My foundations level student met with me today. We walked from CIES to a nearby restaurant. His friend, or possibly cousin, came along. He is also a foundations level student. I had a hard time getting them to use English on the way to the restaurant. They were depending too much on each other for language help. I was too cold to care, quite honestly. It was freezing today. I decided to fight that battle once we got out of the wind.
In the restaurant, they did follow my request to speak in English. The problem then became that my student was having a "beautifully bad English day," so to speak. He could not even understand the words "old" and "new." He pulled out what I imagine to have been his homework - putting a list of vocabulary words into complete sentences. I think he wanted me to give him sentences that he could copy dictation style. I wasn't going there. I kept making him dig. I tried to act things out, give clues, use our surroundings for prompts, and simplify my choice and speed of communication. He constantly confused "I" and "me" and forgot to use a verb in sentences. Subject verb agreement was wrong, almost without exception. I finally got him through constructing sentences for 5 words on his list (bargain, boot, clothing, and two others that slip my mind). I would have to say that the assignment was over his head. It had no scaffolding, just the vocabulary word. I think he is at the point where he needed sentences with blanks for which he could choose from his list of words to complete the sentence.

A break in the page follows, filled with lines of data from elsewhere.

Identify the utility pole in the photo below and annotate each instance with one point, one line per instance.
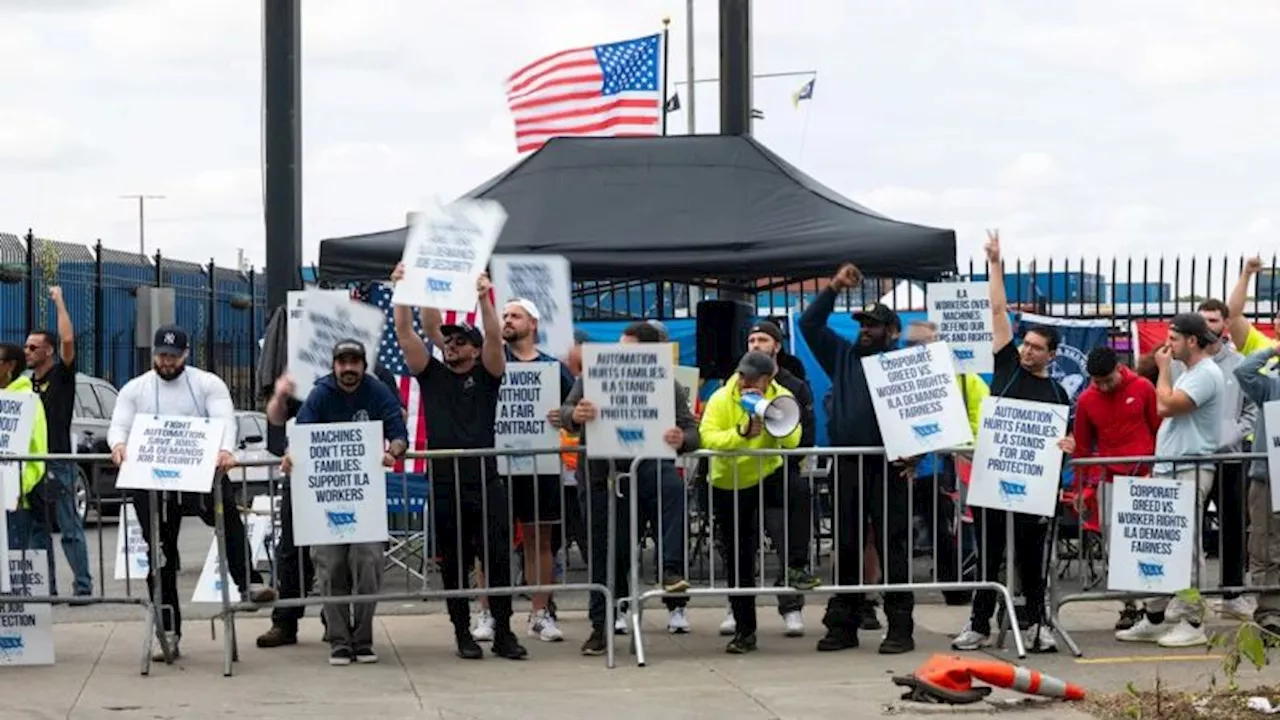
(142, 218)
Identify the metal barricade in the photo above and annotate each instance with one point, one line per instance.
(449, 511)
(856, 482)
(1082, 538)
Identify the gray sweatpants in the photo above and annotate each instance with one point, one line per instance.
(350, 569)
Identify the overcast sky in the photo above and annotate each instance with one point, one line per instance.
(1082, 127)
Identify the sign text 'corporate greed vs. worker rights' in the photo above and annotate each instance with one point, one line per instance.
(963, 314)
(1152, 534)
(338, 483)
(1018, 463)
(917, 400)
(169, 452)
(529, 392)
(634, 390)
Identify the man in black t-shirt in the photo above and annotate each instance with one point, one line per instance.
(467, 497)
(51, 359)
(1020, 373)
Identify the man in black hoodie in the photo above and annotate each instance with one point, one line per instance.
(862, 490)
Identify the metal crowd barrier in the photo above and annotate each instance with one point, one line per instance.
(1082, 545)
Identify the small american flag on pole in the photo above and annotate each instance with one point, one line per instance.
(611, 90)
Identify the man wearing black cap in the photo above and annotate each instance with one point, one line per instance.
(173, 388)
(460, 395)
(348, 395)
(787, 497)
(862, 493)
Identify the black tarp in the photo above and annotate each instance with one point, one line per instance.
(675, 209)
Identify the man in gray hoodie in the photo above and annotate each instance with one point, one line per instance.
(1264, 523)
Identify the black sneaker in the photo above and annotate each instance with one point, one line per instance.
(594, 645)
(504, 645)
(277, 637)
(741, 645)
(836, 639)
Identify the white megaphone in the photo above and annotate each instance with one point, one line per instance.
(780, 415)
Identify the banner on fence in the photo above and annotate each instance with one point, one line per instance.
(27, 630)
(17, 423)
(529, 392)
(327, 319)
(169, 452)
(131, 547)
(446, 250)
(544, 281)
(1016, 461)
(1152, 534)
(917, 400)
(963, 314)
(634, 391)
(339, 483)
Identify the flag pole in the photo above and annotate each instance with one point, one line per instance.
(662, 103)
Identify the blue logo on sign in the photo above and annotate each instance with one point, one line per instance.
(342, 523)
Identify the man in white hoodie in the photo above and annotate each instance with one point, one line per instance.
(170, 388)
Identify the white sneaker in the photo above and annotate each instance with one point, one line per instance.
(728, 627)
(1143, 632)
(794, 621)
(483, 632)
(1184, 634)
(543, 627)
(970, 639)
(677, 623)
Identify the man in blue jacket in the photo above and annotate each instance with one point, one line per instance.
(351, 396)
(860, 487)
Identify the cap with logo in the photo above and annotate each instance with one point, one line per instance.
(880, 314)
(170, 340)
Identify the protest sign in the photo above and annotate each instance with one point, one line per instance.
(27, 630)
(1016, 463)
(131, 548)
(339, 483)
(529, 391)
(1152, 534)
(17, 422)
(917, 400)
(325, 320)
(446, 250)
(544, 281)
(634, 391)
(963, 314)
(168, 452)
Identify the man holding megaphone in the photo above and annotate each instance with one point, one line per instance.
(749, 411)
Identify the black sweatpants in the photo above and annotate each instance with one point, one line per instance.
(1029, 536)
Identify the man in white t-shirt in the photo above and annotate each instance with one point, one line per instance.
(1193, 419)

He and his "cousin" have already made plans to transfer to somewhere in California in January. Last week I gathered from our conversation that they think Americans in Florida don't speak English with them enough. I tried to help them understand what our book taught us about helping them take responsibility for their language practice. I don't think California is going to solve their problem. The problem isn't that this state won't speak English to them. It's that they don't use every opportunity to state their words in English.